One of the most essential – but also most dreaded – things about living with diabetes is the daily chore of monitoring blood sugar levels. Careful monitoring is important because it allows patients to keep their blood sugar stable and within a safe range. But, it can also be a painful and unpleasant task because it requires pricking a finger with a small, sharp device called a lancet in order to collect a blood sample. However, there may soon be some good news for patients with diabetes. A team of German scientists are in the process of developing a new no finger prick blood sugar meter.
The new blood sugar meter would use infrared laser light directed on top of the skin to measure sugar levels in the fluid in and below skin cells.
According to study lead author, Dr. Werner Mäntele, of the Institute for Biophysics at the Johann Wolfgang Goethe-University in Frankfurt, Germany, this would open up the possibility of testing blood sugar levels without expensive test strips or painful finger pricks.
Their goal with this research, says Mäntele, is to develop a method of testing that is cheaper, easier and more reliable.

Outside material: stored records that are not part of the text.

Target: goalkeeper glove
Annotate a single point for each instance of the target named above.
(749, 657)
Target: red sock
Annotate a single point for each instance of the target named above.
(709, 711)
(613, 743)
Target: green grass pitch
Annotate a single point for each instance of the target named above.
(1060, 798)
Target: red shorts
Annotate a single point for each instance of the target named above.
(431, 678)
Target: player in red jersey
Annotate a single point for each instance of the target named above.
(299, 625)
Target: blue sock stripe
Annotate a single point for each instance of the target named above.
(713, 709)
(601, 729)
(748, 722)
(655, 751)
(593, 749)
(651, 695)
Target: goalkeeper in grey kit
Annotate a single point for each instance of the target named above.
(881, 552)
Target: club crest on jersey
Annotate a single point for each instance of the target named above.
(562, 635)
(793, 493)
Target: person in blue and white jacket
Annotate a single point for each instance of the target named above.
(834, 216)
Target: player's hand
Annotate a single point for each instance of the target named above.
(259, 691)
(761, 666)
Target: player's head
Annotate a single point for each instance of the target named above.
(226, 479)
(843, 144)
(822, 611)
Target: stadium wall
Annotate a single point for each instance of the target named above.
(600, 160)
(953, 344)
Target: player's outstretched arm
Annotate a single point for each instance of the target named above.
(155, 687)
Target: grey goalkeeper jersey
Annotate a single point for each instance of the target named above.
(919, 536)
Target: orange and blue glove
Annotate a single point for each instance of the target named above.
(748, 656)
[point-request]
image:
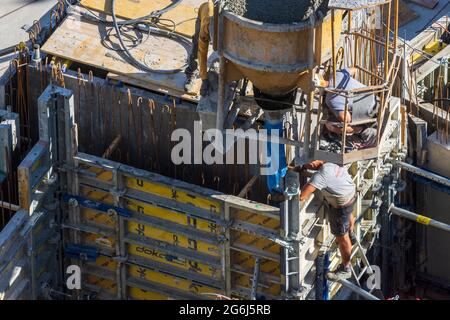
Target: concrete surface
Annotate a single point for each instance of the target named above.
(15, 14)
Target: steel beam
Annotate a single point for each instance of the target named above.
(424, 173)
(419, 218)
(358, 290)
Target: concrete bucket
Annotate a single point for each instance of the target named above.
(276, 58)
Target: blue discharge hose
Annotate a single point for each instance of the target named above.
(276, 155)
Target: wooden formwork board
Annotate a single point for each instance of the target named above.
(184, 15)
(390, 131)
(174, 236)
(83, 41)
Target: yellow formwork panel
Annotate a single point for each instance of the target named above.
(171, 281)
(100, 174)
(245, 260)
(245, 281)
(173, 238)
(106, 262)
(264, 244)
(99, 240)
(140, 294)
(106, 284)
(183, 15)
(174, 194)
(182, 263)
(172, 216)
(256, 219)
(97, 217)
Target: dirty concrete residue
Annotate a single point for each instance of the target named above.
(276, 11)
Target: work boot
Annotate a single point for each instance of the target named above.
(190, 82)
(352, 237)
(341, 273)
(204, 89)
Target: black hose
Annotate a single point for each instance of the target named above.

The new testing method uses what is called photoacoustic spectroscopy (PAS) to measure glucose, which is the type of sugar found in blood. In this method, a painless pulse of infrared laser light would be beamed at the skin. This light would then be absorbed by glucose molecules within the fluids inside and under the skin cells, creating a sound signature which could be measured by the device. Dr. Mäntele calls this unique sound signature “the sweet melody of glucose.” The measurement process is very fast, he says, detecting glucose in the skin fluids in a matter of seconds.
This process works in measuring blood sugar levels, he says, because skin cell glucose levels can be closely correlated with blood glucose levels. This allows the skin glucose measurement to be used as a proxy for more invasive blood sugar testing.
The development of the no finger prick blood sugar meter has not been without problems, however. Mäntele says that previous attempts to use PAS in this manner have been hindered by distortion related to environmental conditions, such humidity, temperature and air pressure created by skin contact. But, the team of researchers say they been able to adjust the method to overcome these problems.
The technology is under development at this point and does not yet have regulatory approval for commercial use. However, the team is working closely with a company called Elte Sensoric in Germany to develop the new no finger prick blood sugar meter, and they hope to have a device about the size of a shoe box ready in about three years. And, their ultimate goal is to develop a portable meter, they say.
The new blood sugar testing method is discussed in a Review of Scientific Instruments article which was published on October 25, 2013.